Isso a AI não faz hoje. A pergunta honesta é: por quanto tempo.

Para um sistema que ingere conhecimento numa velocidade incomparavelmente maior do que a humana, o tempo para construir algo equivalente é uma fração cada vez menor.

Quando esse limite for atravessado – e ele será – é provável que a ruptura no negócio seja maior do que a que estamos vivendo agora. Por enquanto, o que sobra é a vantagem temporal de uma experiência acumulada que a máquina ainda não conseguiu igualar.

A profissão não vai morrer. Vai se separar em dois grupos. De um lado, quem continuar vendendo análise e deck perderá cada vez mais para a máquina e para o próprio cliente.

De outro, quem souber se reposicionar onde a máquina ainda não chega vai prosperar.

David Maister, um teórico das firmas de serviços profissionais, chamou esse profissional de trusted advisor — aquele em quem o cliente confia o suficiente para mostrar dúvida, e que retribui essa confiança com critério, não com receita pronta. A AI, ao tornar a parte escalável da consultoria trivial, está forçando o retorno a esse modelo. Não por nostalgia. Por necessidade econômica.
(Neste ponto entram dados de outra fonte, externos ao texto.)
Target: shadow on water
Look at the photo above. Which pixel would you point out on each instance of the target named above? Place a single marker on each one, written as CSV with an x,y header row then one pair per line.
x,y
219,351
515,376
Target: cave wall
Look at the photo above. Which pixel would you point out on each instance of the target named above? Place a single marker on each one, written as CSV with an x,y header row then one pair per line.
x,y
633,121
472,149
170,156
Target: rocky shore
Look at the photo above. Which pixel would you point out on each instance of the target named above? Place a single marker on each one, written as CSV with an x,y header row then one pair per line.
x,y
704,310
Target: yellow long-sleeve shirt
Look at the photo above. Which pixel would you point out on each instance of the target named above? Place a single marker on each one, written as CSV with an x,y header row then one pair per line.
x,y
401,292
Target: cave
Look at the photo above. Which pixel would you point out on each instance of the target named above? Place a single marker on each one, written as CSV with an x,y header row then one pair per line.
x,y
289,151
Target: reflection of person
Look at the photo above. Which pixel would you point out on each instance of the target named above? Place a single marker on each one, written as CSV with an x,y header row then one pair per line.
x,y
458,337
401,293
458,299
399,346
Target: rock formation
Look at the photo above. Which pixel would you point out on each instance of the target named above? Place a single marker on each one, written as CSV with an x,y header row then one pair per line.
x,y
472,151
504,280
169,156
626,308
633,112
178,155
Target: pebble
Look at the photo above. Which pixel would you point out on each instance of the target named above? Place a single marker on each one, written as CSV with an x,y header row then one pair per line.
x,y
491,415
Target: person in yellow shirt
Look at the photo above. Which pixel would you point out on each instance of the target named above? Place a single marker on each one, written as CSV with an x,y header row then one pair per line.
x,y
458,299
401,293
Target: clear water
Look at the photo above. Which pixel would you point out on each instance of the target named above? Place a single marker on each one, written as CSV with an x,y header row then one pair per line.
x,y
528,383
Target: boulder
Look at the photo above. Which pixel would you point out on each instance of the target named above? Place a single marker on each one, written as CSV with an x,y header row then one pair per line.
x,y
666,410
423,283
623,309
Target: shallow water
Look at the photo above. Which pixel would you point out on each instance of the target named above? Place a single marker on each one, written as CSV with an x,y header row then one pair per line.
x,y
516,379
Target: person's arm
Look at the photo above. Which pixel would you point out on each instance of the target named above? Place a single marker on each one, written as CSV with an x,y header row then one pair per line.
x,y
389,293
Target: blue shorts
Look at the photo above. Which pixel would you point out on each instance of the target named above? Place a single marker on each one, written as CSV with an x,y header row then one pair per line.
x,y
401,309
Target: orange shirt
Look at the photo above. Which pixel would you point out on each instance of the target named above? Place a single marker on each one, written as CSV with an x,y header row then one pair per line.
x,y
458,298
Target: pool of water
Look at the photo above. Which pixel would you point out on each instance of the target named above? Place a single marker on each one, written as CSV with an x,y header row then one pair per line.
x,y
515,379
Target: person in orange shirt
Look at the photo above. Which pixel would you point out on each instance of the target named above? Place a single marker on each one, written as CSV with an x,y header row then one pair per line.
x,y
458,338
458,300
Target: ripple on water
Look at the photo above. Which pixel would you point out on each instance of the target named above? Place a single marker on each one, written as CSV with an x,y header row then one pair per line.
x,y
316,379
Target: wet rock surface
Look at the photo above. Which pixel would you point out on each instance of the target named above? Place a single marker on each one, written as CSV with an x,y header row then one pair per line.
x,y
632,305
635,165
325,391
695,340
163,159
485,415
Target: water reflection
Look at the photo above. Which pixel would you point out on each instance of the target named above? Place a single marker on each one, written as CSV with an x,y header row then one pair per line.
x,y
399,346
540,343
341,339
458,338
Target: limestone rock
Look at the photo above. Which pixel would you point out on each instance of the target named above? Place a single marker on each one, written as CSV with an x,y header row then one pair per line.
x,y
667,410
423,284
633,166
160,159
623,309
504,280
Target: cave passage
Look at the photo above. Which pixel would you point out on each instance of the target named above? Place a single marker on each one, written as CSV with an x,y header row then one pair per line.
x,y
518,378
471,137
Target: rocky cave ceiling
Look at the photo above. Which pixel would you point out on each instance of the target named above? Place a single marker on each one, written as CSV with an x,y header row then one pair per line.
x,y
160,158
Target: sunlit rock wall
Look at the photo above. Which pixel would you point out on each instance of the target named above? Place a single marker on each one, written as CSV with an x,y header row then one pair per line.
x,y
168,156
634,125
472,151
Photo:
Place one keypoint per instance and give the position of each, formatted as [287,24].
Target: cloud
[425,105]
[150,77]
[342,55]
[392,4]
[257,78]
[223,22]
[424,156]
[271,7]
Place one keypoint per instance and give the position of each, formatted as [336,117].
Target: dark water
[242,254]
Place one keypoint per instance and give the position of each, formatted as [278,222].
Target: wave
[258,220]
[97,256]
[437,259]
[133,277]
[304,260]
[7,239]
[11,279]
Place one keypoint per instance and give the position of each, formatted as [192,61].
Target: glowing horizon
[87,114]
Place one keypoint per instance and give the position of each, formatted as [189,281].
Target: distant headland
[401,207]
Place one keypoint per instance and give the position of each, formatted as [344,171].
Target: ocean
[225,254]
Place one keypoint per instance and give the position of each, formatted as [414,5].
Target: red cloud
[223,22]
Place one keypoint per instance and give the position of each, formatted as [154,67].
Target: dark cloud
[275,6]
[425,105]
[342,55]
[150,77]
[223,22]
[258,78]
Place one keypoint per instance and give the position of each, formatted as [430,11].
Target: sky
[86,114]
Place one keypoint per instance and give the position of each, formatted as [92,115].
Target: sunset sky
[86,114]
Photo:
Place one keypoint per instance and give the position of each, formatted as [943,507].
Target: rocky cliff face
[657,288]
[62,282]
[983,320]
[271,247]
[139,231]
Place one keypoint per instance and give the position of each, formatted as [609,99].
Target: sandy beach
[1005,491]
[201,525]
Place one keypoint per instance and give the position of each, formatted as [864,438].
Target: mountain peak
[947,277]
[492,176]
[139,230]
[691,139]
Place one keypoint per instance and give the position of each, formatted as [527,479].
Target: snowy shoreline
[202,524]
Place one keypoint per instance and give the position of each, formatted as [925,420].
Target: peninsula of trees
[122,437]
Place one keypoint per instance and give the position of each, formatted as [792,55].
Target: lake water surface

Termino com uma pergunta, que talvez valha para qualquer consultor que esteja lendo este texto. Do que você efetivamente vende hoje a seus clientes, quanto sobreviveria se a parte analítica do seu trabalho passasse a custar zero?

A resposta a essa pergunta, mais do que qualquer plano estratégico, define se você tem futuro ou não.

Edson Santos é fundador e sócio da Colink, conselheiro, advisor e investidor-anjo, com mais de 26 anos de experiência em meios de pagamento e serviços financeiros. É autor de Do Escambo à Inclusão Financeira e coautor de Payments 4.0 — As forças que estão transformando o mercado brasileiro. Seu novo livro, Manual de Pagamentos do Brasil, está no prelo.